Après avoir salué la contribution du Japon, et celle de son prédécesseur, Mme Ogata, à la création des conditions viables au retour des réfugiés, M. Guterres a reconnu que le Danemark a toujours été très actif dans le processus de réforme.  Répondant à la question de la représentante du Danemark sur le financement des programmes en direction des personnes déplacées, il a indiqué que l’objectif consistait à diversifier les ressources.  Il a prôné une double obligation de justifier l’utilisation des fonds pour les destinataires et pour les donateurs dans le cadre d’un dialogue transparent, afin que les fonds alloués pour le Pakistan ne servent pas en Afrique et vice-versa.  Cependant, nous avons des perspectives financières très sombres, a-t-il dit, expliquant que le défi du HCR est de promouvoir une rationalisation des fonds.  Il a salué la contribution du Danemark à l’initiative visant à rendre les conditions de vie des réfugiés en Ouganda durables et viables. 

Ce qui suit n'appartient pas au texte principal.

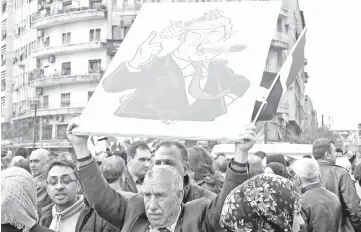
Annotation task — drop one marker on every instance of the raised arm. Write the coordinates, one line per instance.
(107, 202)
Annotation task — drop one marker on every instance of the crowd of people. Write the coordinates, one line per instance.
(171, 188)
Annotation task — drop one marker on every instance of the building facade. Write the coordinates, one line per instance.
(62, 48)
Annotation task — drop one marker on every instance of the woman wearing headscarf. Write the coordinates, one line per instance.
(357, 176)
(18, 202)
(202, 170)
(267, 203)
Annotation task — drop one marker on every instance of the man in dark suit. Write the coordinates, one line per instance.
(161, 207)
(139, 162)
(187, 84)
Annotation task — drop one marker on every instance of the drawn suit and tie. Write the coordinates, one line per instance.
(187, 84)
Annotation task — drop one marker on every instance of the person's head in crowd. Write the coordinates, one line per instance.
(39, 161)
(163, 195)
(23, 163)
(277, 169)
(278, 158)
(62, 184)
(172, 153)
(221, 164)
(16, 159)
(357, 173)
(339, 152)
(345, 163)
(66, 156)
(112, 169)
(221, 154)
(242, 210)
(324, 149)
(255, 165)
(18, 199)
(260, 154)
(307, 172)
(139, 158)
(201, 163)
(22, 151)
(122, 154)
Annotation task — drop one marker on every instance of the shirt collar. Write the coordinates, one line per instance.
(171, 228)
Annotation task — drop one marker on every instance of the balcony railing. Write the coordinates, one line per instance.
(67, 48)
(44, 19)
(58, 79)
(280, 40)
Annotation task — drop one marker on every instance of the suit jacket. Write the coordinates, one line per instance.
(129, 216)
(129, 184)
(161, 80)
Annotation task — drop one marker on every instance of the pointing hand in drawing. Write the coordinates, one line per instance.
(146, 51)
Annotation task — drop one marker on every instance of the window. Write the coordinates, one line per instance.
(94, 34)
(94, 66)
(3, 81)
(117, 32)
(66, 6)
(66, 38)
(61, 132)
(95, 4)
(90, 94)
(46, 102)
(65, 100)
(47, 132)
(66, 68)
(279, 58)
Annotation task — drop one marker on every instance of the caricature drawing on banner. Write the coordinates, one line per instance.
(186, 84)
(199, 71)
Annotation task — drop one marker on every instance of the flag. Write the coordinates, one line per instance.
(278, 84)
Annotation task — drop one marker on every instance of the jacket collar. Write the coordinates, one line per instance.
(305, 189)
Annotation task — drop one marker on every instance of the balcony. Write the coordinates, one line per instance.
(42, 111)
(272, 68)
(42, 20)
(57, 79)
(67, 48)
(280, 41)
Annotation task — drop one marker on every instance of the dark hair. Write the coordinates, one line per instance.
(177, 144)
(22, 151)
(260, 154)
(307, 156)
(135, 146)
(277, 158)
(62, 163)
(122, 154)
(320, 147)
(23, 163)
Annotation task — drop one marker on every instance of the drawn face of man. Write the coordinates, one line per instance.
(191, 42)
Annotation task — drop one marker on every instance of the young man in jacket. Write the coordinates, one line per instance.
(69, 212)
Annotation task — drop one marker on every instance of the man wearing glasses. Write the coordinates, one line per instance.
(69, 211)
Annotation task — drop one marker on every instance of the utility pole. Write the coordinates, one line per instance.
(34, 129)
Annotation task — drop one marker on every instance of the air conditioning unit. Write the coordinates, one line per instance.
(51, 59)
(40, 33)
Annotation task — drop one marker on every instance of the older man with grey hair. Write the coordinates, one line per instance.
(317, 202)
(160, 209)
(112, 169)
(337, 180)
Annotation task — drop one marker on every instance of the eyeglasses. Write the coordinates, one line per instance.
(63, 181)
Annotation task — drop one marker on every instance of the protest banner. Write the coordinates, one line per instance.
(186, 71)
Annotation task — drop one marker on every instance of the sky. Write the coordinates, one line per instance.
(333, 52)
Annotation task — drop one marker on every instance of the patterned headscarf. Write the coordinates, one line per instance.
(266, 202)
(18, 199)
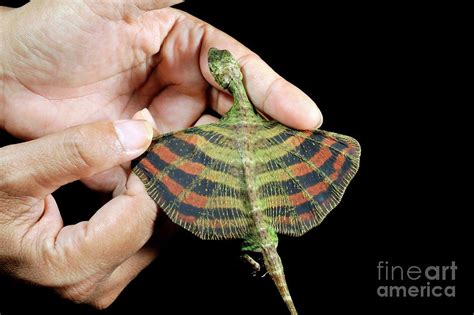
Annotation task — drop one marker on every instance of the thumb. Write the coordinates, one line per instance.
(37, 168)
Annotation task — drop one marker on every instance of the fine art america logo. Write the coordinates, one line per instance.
(413, 281)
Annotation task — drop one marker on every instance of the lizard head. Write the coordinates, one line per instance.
(224, 68)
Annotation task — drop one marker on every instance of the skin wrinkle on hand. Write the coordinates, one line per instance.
(90, 70)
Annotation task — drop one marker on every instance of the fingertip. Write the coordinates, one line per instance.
(145, 114)
(134, 135)
(292, 107)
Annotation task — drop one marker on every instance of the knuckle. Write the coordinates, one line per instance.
(102, 302)
(76, 152)
(78, 293)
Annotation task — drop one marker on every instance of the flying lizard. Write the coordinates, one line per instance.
(246, 177)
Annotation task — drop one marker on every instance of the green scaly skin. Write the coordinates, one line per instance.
(226, 72)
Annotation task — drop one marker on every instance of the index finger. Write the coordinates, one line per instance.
(267, 90)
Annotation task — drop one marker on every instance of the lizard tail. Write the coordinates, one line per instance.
(275, 269)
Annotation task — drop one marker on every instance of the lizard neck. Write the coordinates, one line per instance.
(242, 108)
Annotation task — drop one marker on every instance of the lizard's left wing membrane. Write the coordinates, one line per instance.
(302, 175)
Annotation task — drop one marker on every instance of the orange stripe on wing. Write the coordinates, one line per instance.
(195, 200)
(307, 216)
(192, 168)
(300, 198)
(321, 157)
(300, 169)
(165, 154)
(341, 159)
(186, 218)
(189, 138)
(149, 166)
(172, 186)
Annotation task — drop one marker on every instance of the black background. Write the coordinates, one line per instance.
(380, 74)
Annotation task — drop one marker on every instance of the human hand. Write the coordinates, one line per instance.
(72, 62)
(91, 261)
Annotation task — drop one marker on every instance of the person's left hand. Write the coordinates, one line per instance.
(65, 63)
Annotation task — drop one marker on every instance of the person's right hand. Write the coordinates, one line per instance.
(89, 262)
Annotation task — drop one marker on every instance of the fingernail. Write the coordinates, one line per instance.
(144, 114)
(318, 118)
(133, 134)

Remerciant ensuite le représentant du Congo pour sa préoccupation pour la sécurité du personnel humanitaire, il a expliqué que la « Convention Plus » était intégrée dans les mécanismes du HCR, entre autres comme garantie du succès des opérations de retour.  Il a ensuite annoncé qu’il se rendrait prochainement en Fédération de Russie, saluant les propos du représentant russe concernant les réformes internes du HCR.  Il a enfin salué le Ghana pour la gestion remarquable des flux récents de réfugiés provenant du Togo et remercié le représentant des États-Unis pour l’appui apporté à la question des populations déplacées ainsi que le Pérou et la Tanzanie pour leur tradition d’accueil et d’hospitalité.  Concernant la Tanzanie, M. Guterres a estimé que s’il était un des membres du Conseil le mieux au fait de la question des réfugiés, c’était bien ce pays, assurant actuellement la présidence du Conseil que le HCR continuerait d’appuyer dans la gestion des réfugiés.  Enfin, le Haut Commissaire a souligné que pour la grande majorité des réfugiés dans le monde, la priorité était de rentrer chez eux et que pour cela, la communauté internationale devait renforcer les mécanismes de retour volontaire et la sécurité.